6 Paintings That Depict The Lust And Nightmares Of Vampirism
jueves, 18 de mayo de 2017 6:04|Maria Isabel Carrasco
When we hear the word "vampire," we immediately thinks of a pale, elegant, old count, wearing a cape, who can be defeated with garlic and silver daggers. Bram Stoker’s novel, published in 1897, has become one of the most famous works of gothic literature and has been the inspiration for many adaptations, rewritings, and basically the creation of the modern vampire we all know and love. From the 1921 first film adaptation Dracula’s Death, the famous Nosferatu movie starring Max Schreck, Count Chocula, Radiohead’s "We Suck Young Blood," the 1972 Blaxploitation movie Blacula, television shows such as The Munsters or the cartoon series of Count Duckula, to the very bad, yet extremely famous Twilight saga, vampires have become a cultural icon for many societies. The idea of a dark creature haunting us and feeding off our blood has intrigued humanity for centuries. Whether it’s due to fear or the way we're spellbound by their myths, the image of the vampire has always been part of our collective imagination. But what exactly charms us about this particular creature?
The Nightmare (1781) Henry Fuseli
Throughout the years, these enticing creatures have been represented in almost every medium. These portrayals have expanded the vampire myth all over the world and created the standard physical attributes and powers we associate with them. Of course, art wasn't the exception. There are many paintings representing all those passions and dark elements of vampirism.

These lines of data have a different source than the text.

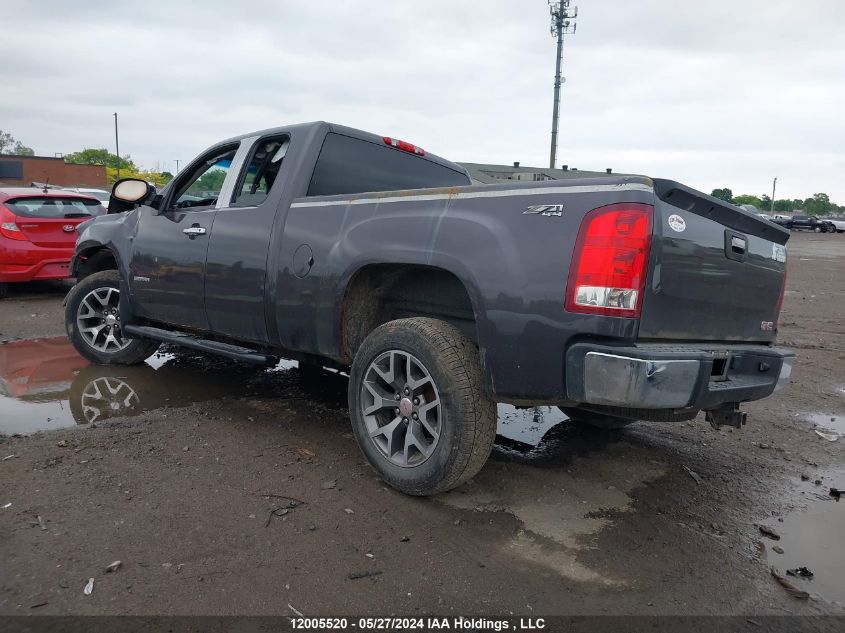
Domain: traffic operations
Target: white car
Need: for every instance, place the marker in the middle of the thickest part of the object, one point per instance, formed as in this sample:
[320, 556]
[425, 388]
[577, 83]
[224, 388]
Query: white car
[100, 194]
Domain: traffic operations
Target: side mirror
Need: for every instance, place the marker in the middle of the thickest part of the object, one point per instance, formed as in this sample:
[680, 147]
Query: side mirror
[129, 192]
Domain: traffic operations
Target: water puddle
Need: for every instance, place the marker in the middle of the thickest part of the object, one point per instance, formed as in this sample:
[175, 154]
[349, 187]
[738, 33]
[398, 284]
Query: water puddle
[528, 426]
[813, 538]
[45, 384]
[827, 422]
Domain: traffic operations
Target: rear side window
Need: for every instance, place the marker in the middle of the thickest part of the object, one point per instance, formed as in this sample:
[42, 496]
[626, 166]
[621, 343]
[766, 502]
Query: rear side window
[351, 165]
[260, 172]
[55, 207]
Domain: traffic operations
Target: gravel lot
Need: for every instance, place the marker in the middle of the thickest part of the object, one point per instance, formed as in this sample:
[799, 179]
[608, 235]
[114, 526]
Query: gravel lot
[224, 489]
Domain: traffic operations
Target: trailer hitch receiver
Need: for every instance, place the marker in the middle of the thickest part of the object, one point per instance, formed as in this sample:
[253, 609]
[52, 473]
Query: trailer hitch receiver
[726, 415]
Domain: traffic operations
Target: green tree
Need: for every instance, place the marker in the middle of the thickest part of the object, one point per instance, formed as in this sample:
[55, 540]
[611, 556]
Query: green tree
[784, 206]
[91, 156]
[212, 180]
[10, 145]
[819, 204]
[723, 194]
[158, 179]
[747, 199]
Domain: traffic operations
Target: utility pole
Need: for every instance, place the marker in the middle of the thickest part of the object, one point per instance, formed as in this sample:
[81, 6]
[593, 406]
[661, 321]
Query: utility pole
[563, 21]
[774, 186]
[117, 145]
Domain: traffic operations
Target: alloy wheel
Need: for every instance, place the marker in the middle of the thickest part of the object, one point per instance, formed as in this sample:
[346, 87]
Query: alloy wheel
[98, 320]
[401, 407]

Lilith (1892) John Collier
Many have tried to guess or give their theories about the origins of these supernatural creatures. They've been linked to cultures such as Egyptian, Babylonian, Roman, Greek, Slavic, etc. While they’re not completely wrong, the truth is that no one knows for sure where or when these depictions began. What we know is that many ancient cultures believed in creatures with similar features as the ones we confer to vampires. Yet the whole package of modern vampirism first appeared in the eighteenth century.
Love and Pain (1893) Edvard Munch
Many European societies believed in the idea of the dead coming back to earth to harm and torment the living. Others thought that people who were bitten by an animal like a dog or a wolf, and whose wounds hadn’t been properly healed, would die and later on transform into undead creatures (this, of course, could be linked to some diseases like rabies). In Russia, many thought that those who would rebel against the church would be punished with an eternal life of suffering and, as a vengeance, they would cause atrocities on the living. The list goes on since this fear has always tormented humanity.
Lamia (1905) John William Waterhouse
Many archaeologists, historians, sociologists, and other specialists believe is that the attributes of fangs and drinking blood come from the same origin: ignorance on the decomposition of the body. Since the body shrinks considerably –out of the disappearance of muscle bulk–, hair, nails, and teeth appear larger than normal. Also, when the organs start to decompose, they produce a dark liquid or purge that leaks from the nose and mouth. People believed this liquid was actually blood that the deceased drank from living beings. People also related vampires to the spread of diseases they couldn’t understand, like the plague. So, in the 18th century a mass hysteria regarding vampires started all over Europe and some towns in America, where people were hunted down and publicly executed. In order to ensure that these "vampires" would no longer be a threat, hunters would take the teeth and heart of the "undead," place large bricks in their mouths, or cut off their heads.
The Vampire (1897) Philip Burne-Jones
So, when did vampires stop being beast-like creatures and become human-like specters? It’s a general agreement that the first popular text with this new characterization of an aristocratic, intriguing, and romantic vampire who feeds on human blood appeared in John William Polidori’s The Vampyre (1819). However, it was Stoker’s novel the one that established all the stereotypes and myths about this enticing creature.
Dante and Virgil (1859) William Bouguereau
With the passing of time, people have always tried to put a face to all of their fears and tragedies. The vampire is one that has managed to survive for centuries. While names, physical features, and origins change constantly, this figure will be part of the human psyche for a long time. Unlike other creatures such as werewolves or zombies, who appeal more to humanity's basic instincts, the vampire is a more rational being, which makes it more enthralling and also more frightening. Why do we find vampires so attractive? Mainly because they embody all the elements that fascinate human beings: sensuality, eroticism, lust, immortality, supernatural powers, and darkness.